There’s got to be a spark. There’s just got to be a degree of interest from real people out there.

There’s got to be a process. Things have to happen consistently. They have to happen in the same way for a period of time.

There’s other things too, but one feeling I’ve come to learn all to well is the sensation of wondering “why isn’t anything happening.”

It occurs to me that all too often, we as advertisers don’t explain what happens in this chunk of time. Why it’s so important to put together plans and move forward, even when you don’t have much to go on.

After the last few weeks, I can tell you, I’ve learned that we really should.

During this span of time, I’ve gotten a lot better at paying attention to discrete spikes in traffic.
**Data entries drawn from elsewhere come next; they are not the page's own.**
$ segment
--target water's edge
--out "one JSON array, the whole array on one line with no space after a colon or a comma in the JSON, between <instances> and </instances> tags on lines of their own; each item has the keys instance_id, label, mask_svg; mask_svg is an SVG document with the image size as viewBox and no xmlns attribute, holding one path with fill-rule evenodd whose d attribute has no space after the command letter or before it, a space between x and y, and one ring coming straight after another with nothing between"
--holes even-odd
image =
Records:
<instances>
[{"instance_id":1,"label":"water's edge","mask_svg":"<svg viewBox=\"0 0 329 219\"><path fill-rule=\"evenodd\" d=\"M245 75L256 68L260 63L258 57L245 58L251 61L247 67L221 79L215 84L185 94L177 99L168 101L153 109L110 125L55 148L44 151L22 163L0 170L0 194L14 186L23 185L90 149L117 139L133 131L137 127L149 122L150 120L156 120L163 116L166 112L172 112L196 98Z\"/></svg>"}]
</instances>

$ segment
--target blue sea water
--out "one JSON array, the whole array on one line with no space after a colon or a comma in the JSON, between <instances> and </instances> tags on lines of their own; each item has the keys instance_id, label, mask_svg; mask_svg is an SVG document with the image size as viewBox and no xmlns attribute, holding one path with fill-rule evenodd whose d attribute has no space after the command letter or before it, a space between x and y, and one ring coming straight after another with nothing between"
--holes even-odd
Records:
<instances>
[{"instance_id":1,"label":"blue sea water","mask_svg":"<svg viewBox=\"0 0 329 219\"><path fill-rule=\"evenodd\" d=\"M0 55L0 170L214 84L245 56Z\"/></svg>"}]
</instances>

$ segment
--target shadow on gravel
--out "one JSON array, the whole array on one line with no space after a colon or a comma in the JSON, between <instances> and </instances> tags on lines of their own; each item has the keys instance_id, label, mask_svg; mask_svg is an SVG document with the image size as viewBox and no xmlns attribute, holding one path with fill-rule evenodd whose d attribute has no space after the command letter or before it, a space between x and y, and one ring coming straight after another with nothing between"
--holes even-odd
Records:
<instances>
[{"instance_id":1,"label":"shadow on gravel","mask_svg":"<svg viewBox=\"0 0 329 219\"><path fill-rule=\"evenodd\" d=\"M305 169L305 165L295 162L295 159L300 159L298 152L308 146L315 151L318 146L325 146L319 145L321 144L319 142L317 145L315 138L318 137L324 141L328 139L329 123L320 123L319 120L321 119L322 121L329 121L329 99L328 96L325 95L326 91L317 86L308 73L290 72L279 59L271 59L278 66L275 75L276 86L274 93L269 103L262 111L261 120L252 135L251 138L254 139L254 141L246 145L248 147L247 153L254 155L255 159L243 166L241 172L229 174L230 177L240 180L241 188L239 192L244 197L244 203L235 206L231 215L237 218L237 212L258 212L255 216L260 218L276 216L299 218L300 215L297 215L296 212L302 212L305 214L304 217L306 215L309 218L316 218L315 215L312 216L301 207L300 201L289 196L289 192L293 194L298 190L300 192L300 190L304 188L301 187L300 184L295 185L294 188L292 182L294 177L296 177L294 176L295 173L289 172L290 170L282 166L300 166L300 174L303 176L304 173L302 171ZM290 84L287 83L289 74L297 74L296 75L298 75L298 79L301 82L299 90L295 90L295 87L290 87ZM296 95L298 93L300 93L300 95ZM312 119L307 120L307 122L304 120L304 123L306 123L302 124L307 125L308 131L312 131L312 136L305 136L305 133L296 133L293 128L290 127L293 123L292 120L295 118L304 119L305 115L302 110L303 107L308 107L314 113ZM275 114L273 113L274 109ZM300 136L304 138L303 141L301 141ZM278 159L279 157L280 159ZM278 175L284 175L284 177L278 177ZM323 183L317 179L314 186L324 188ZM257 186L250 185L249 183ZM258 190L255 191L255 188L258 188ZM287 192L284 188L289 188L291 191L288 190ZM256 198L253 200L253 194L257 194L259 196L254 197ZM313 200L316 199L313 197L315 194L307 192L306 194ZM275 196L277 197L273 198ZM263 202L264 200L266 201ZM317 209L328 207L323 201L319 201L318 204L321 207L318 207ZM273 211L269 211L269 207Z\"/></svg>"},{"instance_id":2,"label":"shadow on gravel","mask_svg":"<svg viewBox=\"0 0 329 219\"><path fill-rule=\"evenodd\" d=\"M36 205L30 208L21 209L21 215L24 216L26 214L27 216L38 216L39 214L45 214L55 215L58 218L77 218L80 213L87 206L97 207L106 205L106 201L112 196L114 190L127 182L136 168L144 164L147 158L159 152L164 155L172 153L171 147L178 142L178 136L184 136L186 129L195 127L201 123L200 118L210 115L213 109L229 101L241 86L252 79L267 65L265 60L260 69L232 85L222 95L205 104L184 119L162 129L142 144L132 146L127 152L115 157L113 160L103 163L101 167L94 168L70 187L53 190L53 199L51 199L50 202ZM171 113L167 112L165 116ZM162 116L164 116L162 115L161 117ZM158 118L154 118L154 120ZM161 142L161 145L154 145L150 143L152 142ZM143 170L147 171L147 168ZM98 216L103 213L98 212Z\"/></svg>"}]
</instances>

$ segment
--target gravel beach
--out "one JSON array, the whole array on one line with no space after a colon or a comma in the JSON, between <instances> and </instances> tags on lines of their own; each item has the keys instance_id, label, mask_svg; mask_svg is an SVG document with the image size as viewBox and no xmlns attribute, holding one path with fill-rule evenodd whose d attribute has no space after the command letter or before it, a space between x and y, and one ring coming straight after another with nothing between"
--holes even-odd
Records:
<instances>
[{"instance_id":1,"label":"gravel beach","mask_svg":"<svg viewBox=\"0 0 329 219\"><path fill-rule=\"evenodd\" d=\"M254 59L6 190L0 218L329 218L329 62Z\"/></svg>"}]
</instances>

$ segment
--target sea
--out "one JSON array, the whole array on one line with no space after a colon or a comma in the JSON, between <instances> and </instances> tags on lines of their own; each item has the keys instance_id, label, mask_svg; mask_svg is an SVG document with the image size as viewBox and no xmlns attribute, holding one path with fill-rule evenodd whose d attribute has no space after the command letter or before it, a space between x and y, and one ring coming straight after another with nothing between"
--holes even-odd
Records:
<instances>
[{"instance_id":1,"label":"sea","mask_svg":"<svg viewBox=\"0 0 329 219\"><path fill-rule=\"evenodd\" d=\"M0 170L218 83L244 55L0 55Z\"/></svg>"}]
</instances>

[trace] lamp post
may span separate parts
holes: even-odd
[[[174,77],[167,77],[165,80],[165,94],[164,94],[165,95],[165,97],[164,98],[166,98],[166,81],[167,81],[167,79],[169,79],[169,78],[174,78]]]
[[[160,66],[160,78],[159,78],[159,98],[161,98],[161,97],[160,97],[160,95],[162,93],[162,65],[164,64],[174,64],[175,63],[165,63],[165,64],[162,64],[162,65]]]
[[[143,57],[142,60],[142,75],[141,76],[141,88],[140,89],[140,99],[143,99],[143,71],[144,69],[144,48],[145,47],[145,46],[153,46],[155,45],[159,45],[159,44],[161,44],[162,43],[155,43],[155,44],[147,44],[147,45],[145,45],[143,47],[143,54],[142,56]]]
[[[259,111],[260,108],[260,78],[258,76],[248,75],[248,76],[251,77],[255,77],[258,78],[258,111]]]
Every time I see a new city on our analytics read, I start learning about it.

I start exploring the businesses, the culture and the people of that area, and it changes the way I think about what we’re doing a little bit.

I start to look at the needs of people in those communities, and it changes the way I feel about the opportunities in my own.

In the past few weeks, I’ve gotten a lot better at looking for the ways we can help.

I’ve gotten a lot better at learning to be patient, too.

See during this span of time, I’ve refined all of the assumptions I had to make about what I thought would make our business fit into the marketplace. I’ve had to make those decisions based on scraps of data and you never really know if those are the right ones.

I get why that feeling makes it difficult to stay focused on a goal (like say standing up a marketing program from scratch) and I’ll bet that’s even more difficult if you don’t happen to be someone who can hack together an analytics stack in a (relatively) short amount of time.

That’s what this experience has taught me, we’ve got to get better at explaining what is is we’re actually doing.